Medicinerocky
As the nation wobbles towards the precipice of another general election, it is imperative to ask this question: what manner of president do we really need? Post-independence Nigeria has not been lucky with leadership. Those who showed sparks of quality leadership were either cut down at high noon or were hamstrung by our self-contrived contradictions. The great sage, Nnamdi Azikiwe, with all his lustre and high-octane intellectualism ended up as a mere ceremonial head at a time the nation needed a leader with more decisive pluck.
Shehu Shagari, in spite of his cerebral limitations would have filled the void but he was too weak and lacked the gumption to square up to the bureaucratic mandarins. Under his nose, corruption was writ large. Import licence was traded on the streets like sachets of ‘pure’ water. Shagari, the honest man, surrounded himself with men of banal roguish tendencies. His regime was glossed in uncomplimentary epigraph bordering on corruption, ineptitude and leadership amnesia. Since that darkling hour when he was shooed out of office by the martial chants of a so-called corrective military junta, nobody remembers his regime with any pang of nostalgia. That’s a mark of failure.
The over three decades that the military saddled the nation’s cathedra of power was a period of aimless wander in the wilderness. They failed to live to their populist mantra of being corrective regimes. They plundered the treasury with bold-face audacity and failed to provide a leadership compass to chart a new course for a nation in dire need of salvation. The military was at best an aberrant punctuation that should never indent the pages of our collective history.
At the fading away of the last silhouette of the military regime personified rather fortuitously by Abdulsalami Abubakar, the civilian regime of Olusegun Obasanjo came close to providing the answer to our leadership question. But Obasanjo lacked the discipline to match his uncommon boldness. Yes, Obasanjo was bold. Yes, he ruffled feathers and upturned hitherto untouchable monuments and power blocs, but he was soon consumed by the same national malaise he set out to conquer.
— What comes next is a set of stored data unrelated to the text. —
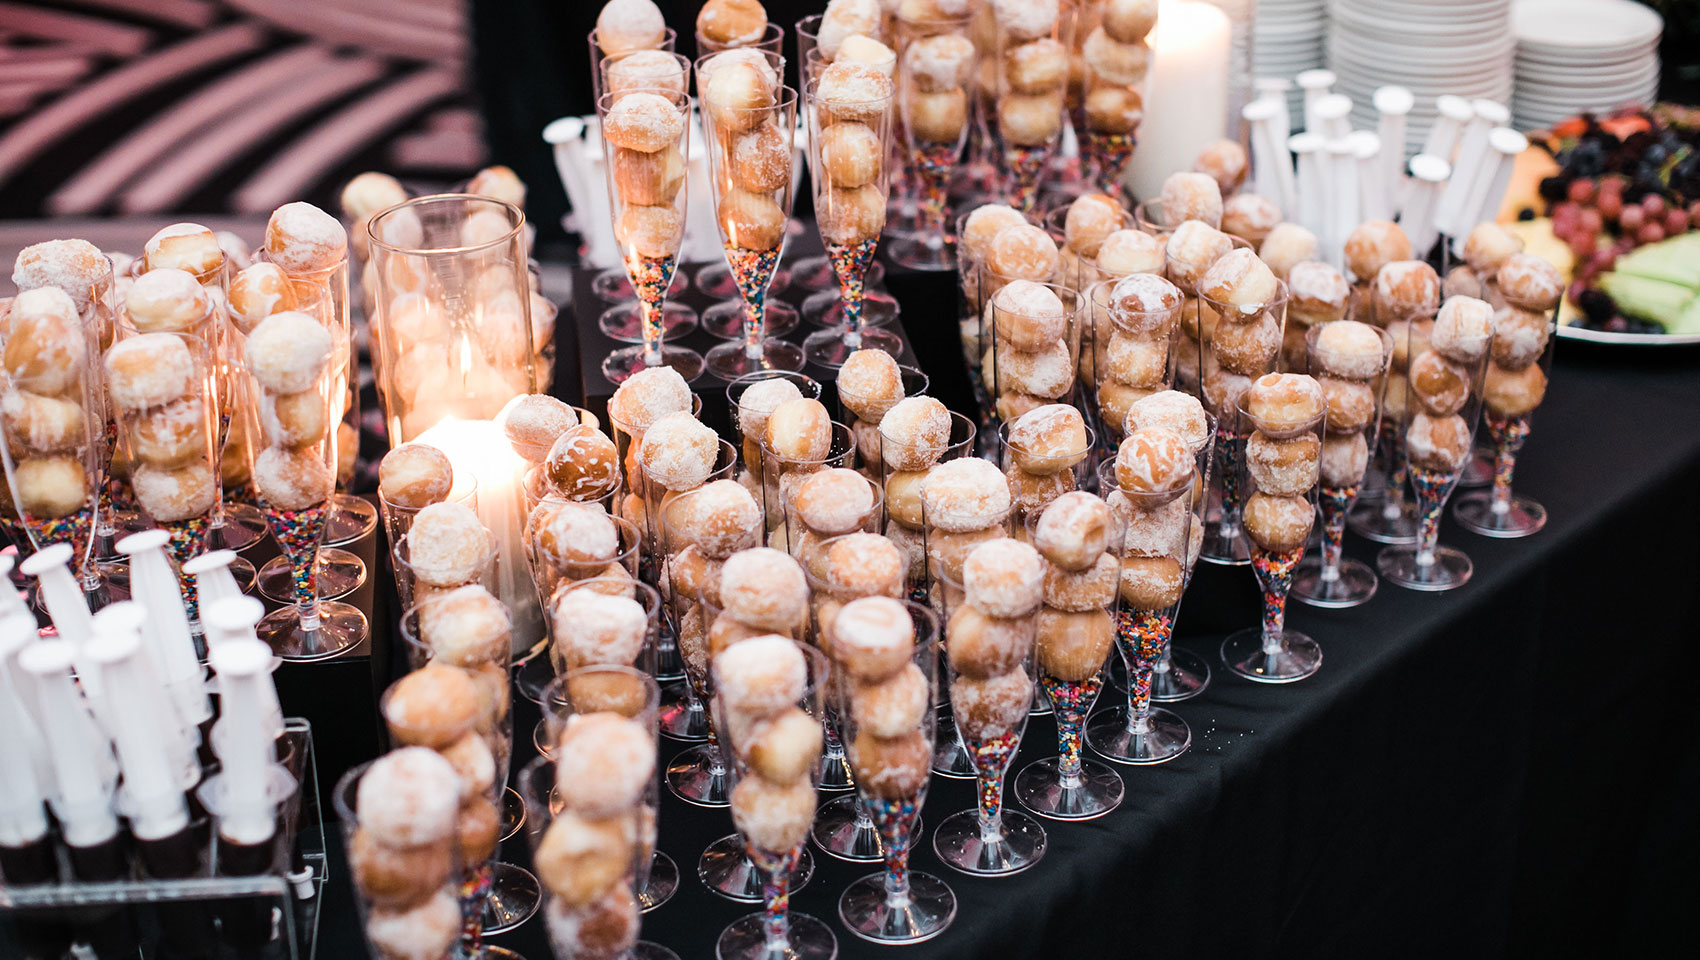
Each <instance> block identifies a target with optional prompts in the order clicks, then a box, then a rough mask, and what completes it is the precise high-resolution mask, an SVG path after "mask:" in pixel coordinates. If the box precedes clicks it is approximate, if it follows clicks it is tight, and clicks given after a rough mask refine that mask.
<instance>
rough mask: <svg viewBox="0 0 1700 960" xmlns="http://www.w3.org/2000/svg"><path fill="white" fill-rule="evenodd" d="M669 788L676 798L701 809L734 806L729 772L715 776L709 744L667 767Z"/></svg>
mask: <svg viewBox="0 0 1700 960" xmlns="http://www.w3.org/2000/svg"><path fill="white" fill-rule="evenodd" d="M666 788H668V790H672V792H673V795H675V797H678V799H680V800H683V802H687V804H695V805H699V807H726V805H731V800H728V797H729V795H731V782H729V780H728V776H726V771H724V770H721V771H719V773H714V770H712V768H711V765H709V744H700V746H694V748H690V749H687V751H682V753H680V754H678V756H675V758H673V761H672V763H668V765H666Z"/></svg>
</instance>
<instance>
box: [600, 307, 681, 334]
mask: <svg viewBox="0 0 1700 960" xmlns="http://www.w3.org/2000/svg"><path fill="white" fill-rule="evenodd" d="M597 330H600V331H602V335H604V336H607V338H609V340H619V342H621V343H643V306H641V304H639V302H638V301H626V302H621V304H614V306H610V308H609V309H605V311H602V316H598V318H597ZM695 330H697V311H694V309H690V308H689V306H685V304H673V302H670V304H663V306H661V343H668V342H673V340H678V338H682V336H690V335H692V333H694V331H695Z"/></svg>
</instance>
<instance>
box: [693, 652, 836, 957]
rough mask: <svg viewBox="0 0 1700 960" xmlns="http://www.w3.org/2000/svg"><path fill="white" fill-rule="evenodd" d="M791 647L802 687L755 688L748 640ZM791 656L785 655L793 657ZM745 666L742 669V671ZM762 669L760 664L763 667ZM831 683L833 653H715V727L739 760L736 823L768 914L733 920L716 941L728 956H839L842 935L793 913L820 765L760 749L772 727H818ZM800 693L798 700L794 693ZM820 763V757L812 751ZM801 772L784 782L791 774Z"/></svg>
mask: <svg viewBox="0 0 1700 960" xmlns="http://www.w3.org/2000/svg"><path fill="white" fill-rule="evenodd" d="M757 642H760V644H763V646H765V644H774V646H775V647H779V646H780V644H787V647H779V649H789V651H794V656H796V658H797V659H801V666H802V675H801V678H799V680H801V685H799V688H797V690H791V688H782V690H784V692H782V693H777V700H775V698H774V693H775V692H772V690H767V692H758V690H757V688H755V686H751V685H750V680H748V668H750V666H753V664H751V661H750V658H748V656H740V654H741V652H743V651H740V649H738V647H741V646H743V647H748V644H757ZM791 656H792V654H787V658H785V659H791ZM738 668H743V669H738ZM758 669H760V668H758ZM830 683H831V669H830V668H828V661H826V654H823V652H821V651H818V649H814V647H809V646H804V644H799V642H796V641H782V639H777V637H768V639H748V641H740V642H736V644H733V646H729V647H726V649H724V651H721V654H717V656H716V658H714V686H716V695H714V714H716V724H717V726H721V727H723V729H724V731H726V741H728V748H729V751H731V754H733V758H734V760H736V763H733V765H731V770H733V780H734V787H733V793H731V807H733V822H734V824H736V826H738V834H740V838H741V839H743V846H745V851H746V855H748V856H750V860H751V861H753V863H755V868H757V873H758V877H760V880H762V907H763V909H762V912H755V914H748V916H745V918H740V919H736V921H733V923H731V924H729V926H728V928H726V929H724V931H723V933H721V938H719V941H717V943H716V945H714V950H716V957H721V958H723V960H758V958H763V957H794V958H797V960H830V958H831V957H836V955H838V940H836V938H835V936H833V931H831V928H830V926H826V924H825V923H821V921H818V919H814V918H813V916H809V914H801V912H792V911H791V875H792V872H794V870H796V868H797V865H799V863H801V860H802V856H806V855H808V850H806V844H808V836H809V829H808V826H809V821H813V819H814V788H813V776H814V770H813V766H814V765H813V763H809V765H808V766H806V768H804V770H801V771H799V770H792V768H791V765H789V760H791V758H787V763H785V765H784V766H785V768H784V770H780V766H782V765H777V763H765V761H763V760H758V756H757V754H755V751H757V749H758V744H760V743H762V732H763V731H765V729H767V724H777V722H785V724H787V726H792V727H799V726H801V727H806V726H809V724H814V726H816V727H818V724H819V717H821V697H823V695H825V692H826V686H828V685H830ZM792 695H794V697H792ZM813 760H814V761H818V760H819V756H818V754H814V756H813ZM796 773H801V776H792V778H789V780H785V776H787V775H796Z"/></svg>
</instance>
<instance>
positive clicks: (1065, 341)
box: [981, 280, 1080, 421]
mask: <svg viewBox="0 0 1700 960" xmlns="http://www.w3.org/2000/svg"><path fill="white" fill-rule="evenodd" d="M1064 296H1066V297H1068V299H1069V302H1068V304H1064V302H1063V297H1059V296H1057V292H1056V291H1054V289H1051V287H1047V285H1044V284H1037V282H1034V280H1010V284H1008V285H1005V287H1003V289H1000V291H998V292H996V294H993V296H991V299H989V301H988V302H986V330H989V331H991V335H993V338H991V347H989V348H988V350H986V355H984V357H981V370H983V376H984V377H986V382H988V384H989V386H991V387H993V396H995V398H996V415H998V420H1005V421H1010V420H1017V418H1020V416H1022V415H1023V413H1027V411H1030V409H1034V408H1039V406H1044V404H1047V403H1052V401H1059V399H1063V398H1066V396H1068V394H1069V391H1071V389H1074V372H1076V365H1078V357H1076V355H1074V352H1076V350H1078V348H1080V331H1078V330H1076V328H1074V319H1076V318H1078V316H1080V311H1078V309H1073V308H1074V306H1076V304H1078V297H1076V296H1074V294H1069V292H1064Z"/></svg>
He was stewed in the juice of corruption. He could not provide basic electricity for eight years though he desired so much to do so and spent billions of dollars to generate darkness.
Obasanjo made more political enemies than friends and spent a better part of his tenure hounding them. He did some good surgery though in restructuring the military and breaking the Northern stronghold on and monopoly of a supposedly national institution. He rejigged the economy to some extent; getting debt reprieve and growing the external reserves. He preached prudent fiscal management but he lacked the discipline to practise it. On the political front, he was chief witness to two national elections in 2003 and 2007. Both ended like their predecessors: with controversial outcomes.
So, Obasanjo ended his tenure neither the hero nor the superman. He was just the man, only that. Umaru Yar’Adua was thought to be the man to lead the national salvation army. But a number of factors not least was his ill-health conspired to do him in. Yar’Adua was undone by the foibles of humanity. His ill-health, his innate weakness, just like Shagari, that made him unable to rein in some of his notoriously dubious aides and a wife that combined the materialistic acquisitiveness of Imelda Marcos with the raw brutism of Jezebel, the Phoenician wife of Ahab, robbed him of any petals of glory. He dithered on many issues that required presidential decisiveness. He was not the man, but the nearly man.
It is difficult to place the incumbent, Goodluck Jonathan. Except for appearing to be riding on the wings of inexplicable mercies of Providence, becoming governor and now president all by default, Jonathan is yet to pull himself together to confront the incubus of corruption and the succubus of disorientation that have over the years threatened to asphyxiate the nation’s socio-economic well-being.
Though, he towers above the rest in that he seems gifted with long suffering spirit and an inner strength to endure the pangs of shame just to reach his goal. But Nigeria needs more than a good-natured leader or one trusting the divine interventions of the power from above. Nigeria needs a president that would be resolutely ruthless against corruption and the band of treasury plunderers. She needs a leader that is both physically healthy and intellectually adroit; not a dense illiterate.
Many people have called for a debate among the presidential contenders. I welcome debate but doing well on the rostrum does not always translate to providing the right leadership to complement one’s oratory and deep appreciation of the challenges of governance. Otherwise, President Barack Obama, the first American president of colour would not have lost his allure too soon. Nearly two years in office, it is difficult to locate the ‘Yes, we can’ mojo with which he rode to the White House chalking votes from both Democrats and Republicans who were charmed by the sheer force of his argument. Obama was long in speech but he appears very short in action. Nigeria does not need such president now. What Nigeria needs is a president who can combine the boldness of Obasanjo, the honesty of Shagari, the fortitude of Franklin Delano Roosevelt, and the visionary ability and oriental work ethics of Sun Yat-sen – the fabled father of modern China.
Nigeria needs a president who can break the stranglehold of jaded and retired Generals and the platoon of recycled political fossils and crooks who have refused to quit the stage, instead have continued to impose their jaundiced ideas on us. The next president must be one who would gather this clan of yesterday’s looters and put them in prison…to herald a genuine revolution.